Mathilde Larrere Profile picture
Historienne des révolutions du 19e sc et de la citoyenneté (Enseignante chercheuse UPEM) / Arrêt sur image/ Politis/ histoire émancipatrice/ militante féministe

Jan 14, 2022, 46 tweets

Il y a 124 ans (et un jour), le journal l’Aurore s’arrache dans les rues de Paris
A sa Une un article dont le titre éclate
J’accuse !

(retard d'un jour mais hier c'était la grève)

1)Rappelons brièvement les faits : Dreyfus avait été condamné devant un tribunal militaire pour trahison (1894)
Condamné sur de fausses preuves confectionnées par l'armée, présumé coupable parce que juif, il avait été envoyé au bagne.

2)La presse avait joué un rôle central dans l’accusation.
Il faut voir qu’alors tout était permis.
Enfin pas tout, depuis les lois scélérates, on ne pouvait plus publier de textes anarchistes même socialistes.
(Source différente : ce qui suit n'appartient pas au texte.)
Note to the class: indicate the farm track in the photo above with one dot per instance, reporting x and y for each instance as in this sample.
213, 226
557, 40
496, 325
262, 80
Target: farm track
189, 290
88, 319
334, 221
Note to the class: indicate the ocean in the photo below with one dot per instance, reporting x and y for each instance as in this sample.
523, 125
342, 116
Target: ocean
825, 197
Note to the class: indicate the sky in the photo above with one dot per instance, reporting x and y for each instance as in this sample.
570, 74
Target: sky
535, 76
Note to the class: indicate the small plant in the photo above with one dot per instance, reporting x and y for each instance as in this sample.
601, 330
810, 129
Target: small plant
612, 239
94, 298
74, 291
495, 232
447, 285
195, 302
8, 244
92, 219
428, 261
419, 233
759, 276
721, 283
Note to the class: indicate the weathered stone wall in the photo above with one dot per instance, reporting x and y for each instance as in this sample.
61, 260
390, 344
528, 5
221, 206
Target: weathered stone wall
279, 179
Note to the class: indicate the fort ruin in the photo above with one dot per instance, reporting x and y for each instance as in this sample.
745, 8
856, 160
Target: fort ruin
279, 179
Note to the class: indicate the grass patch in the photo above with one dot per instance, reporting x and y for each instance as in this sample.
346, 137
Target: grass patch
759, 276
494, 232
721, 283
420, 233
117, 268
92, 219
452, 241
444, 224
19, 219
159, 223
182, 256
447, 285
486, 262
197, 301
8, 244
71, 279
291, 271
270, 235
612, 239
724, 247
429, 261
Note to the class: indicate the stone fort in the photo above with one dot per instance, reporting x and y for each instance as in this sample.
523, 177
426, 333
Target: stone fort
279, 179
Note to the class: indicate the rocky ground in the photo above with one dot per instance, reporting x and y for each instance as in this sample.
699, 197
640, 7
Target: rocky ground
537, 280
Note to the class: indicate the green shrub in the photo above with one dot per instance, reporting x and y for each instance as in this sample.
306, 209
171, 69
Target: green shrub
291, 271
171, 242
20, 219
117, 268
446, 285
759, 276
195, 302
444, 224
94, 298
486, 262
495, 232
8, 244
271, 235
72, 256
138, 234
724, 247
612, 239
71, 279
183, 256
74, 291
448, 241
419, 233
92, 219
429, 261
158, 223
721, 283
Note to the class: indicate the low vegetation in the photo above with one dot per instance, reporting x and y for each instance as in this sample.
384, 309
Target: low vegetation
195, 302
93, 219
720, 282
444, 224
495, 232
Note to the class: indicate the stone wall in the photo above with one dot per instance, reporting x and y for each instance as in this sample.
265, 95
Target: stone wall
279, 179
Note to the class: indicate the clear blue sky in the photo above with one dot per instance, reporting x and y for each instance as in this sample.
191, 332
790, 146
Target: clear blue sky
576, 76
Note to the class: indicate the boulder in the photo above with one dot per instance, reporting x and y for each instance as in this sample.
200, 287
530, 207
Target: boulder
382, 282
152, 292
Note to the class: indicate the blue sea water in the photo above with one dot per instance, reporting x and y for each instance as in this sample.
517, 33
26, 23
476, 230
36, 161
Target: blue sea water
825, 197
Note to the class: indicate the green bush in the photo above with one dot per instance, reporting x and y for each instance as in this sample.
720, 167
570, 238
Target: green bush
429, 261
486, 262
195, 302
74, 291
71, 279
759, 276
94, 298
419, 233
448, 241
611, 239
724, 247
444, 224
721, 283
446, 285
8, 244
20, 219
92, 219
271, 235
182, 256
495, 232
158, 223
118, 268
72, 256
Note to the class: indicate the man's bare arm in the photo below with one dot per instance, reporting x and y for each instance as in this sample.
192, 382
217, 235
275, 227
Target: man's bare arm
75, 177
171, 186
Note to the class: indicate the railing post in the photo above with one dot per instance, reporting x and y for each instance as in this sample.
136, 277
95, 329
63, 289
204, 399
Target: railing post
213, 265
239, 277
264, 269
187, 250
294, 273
3)Mais sinon, la liberté était totale.
La presse à la fin des années 1890 on ne peut pas écrire "Vive la Sociale!", mais on peut écrire "mort aux juifs"…. Et on ne se privait pas 😱

4) Le frère d'A. Dreyfus lance alors une contre-enquête qui démasque le coupable (1897) : le colonel Esterházy, ce que confirme un officier d'état major, G. Picard
Esterházy est jugé mais acquitté le 11 janvier au terme d’un procès militaire bien controlé

5)Le 13 janvier 1898 au matin, Picard est arrêté et incarcéré !
Le même jour Auguste Scheurer-Kestner, homme politique dreyfusard, perd la présidence du Sénat

6)Autant dire que les dreyfusards étaient le 13 janvier dans une position difficile…

7) Et donc
Alors que la situation paraissait désespérée....

BOUM!!!!!!

« J’accuse… ! » paraît dans l'édition du 13 janvier 1898 du journal L'Aurore

8)L'article, distribué dès huit heures du matin, couvre toute la une du journal, dont 300 000 exemplaires s'arrachent en quelques heures à Paris

9)« Toute la journée, dans Paris, les camelots à la voix éraillée crièrent L'Aurore… Le choc fut si extraordinaire que Paris faillit se retourner » se souvient Péguy

10)Zola n’en était pas à son premier article dreyfusard, il en avait déjà publié plusieurs dans le Figaro.
Mais pour son nouveau texte il choisit un jeune quotidien militant, L'Aurore, qui n’existait que depuis 3 mois.

11)Son fondateur et directeur, Ernest Vaughan, politiquement très marqué par Proudhon, avait adhéré à l'Internationale dès 1867
Georges Clemenceau participait également à l’aventure de ce nouveau journal, l’orientant plus vers un républicanisme progressiste plus modéré

12)L'équipe rédactionnelle comprend aussi Bernard Lazare, auteur des premières brochures éditées pour défendre Alfred Dreyfus

13) Quand Zola leur propose l’article… nombreux tiquent, notamment Clemenceau, plus modéré.
Mais l'éditorialiste s'incline devant les qualités indéniables du texte en s'exclamant : « C'est immense cette chose-là ! »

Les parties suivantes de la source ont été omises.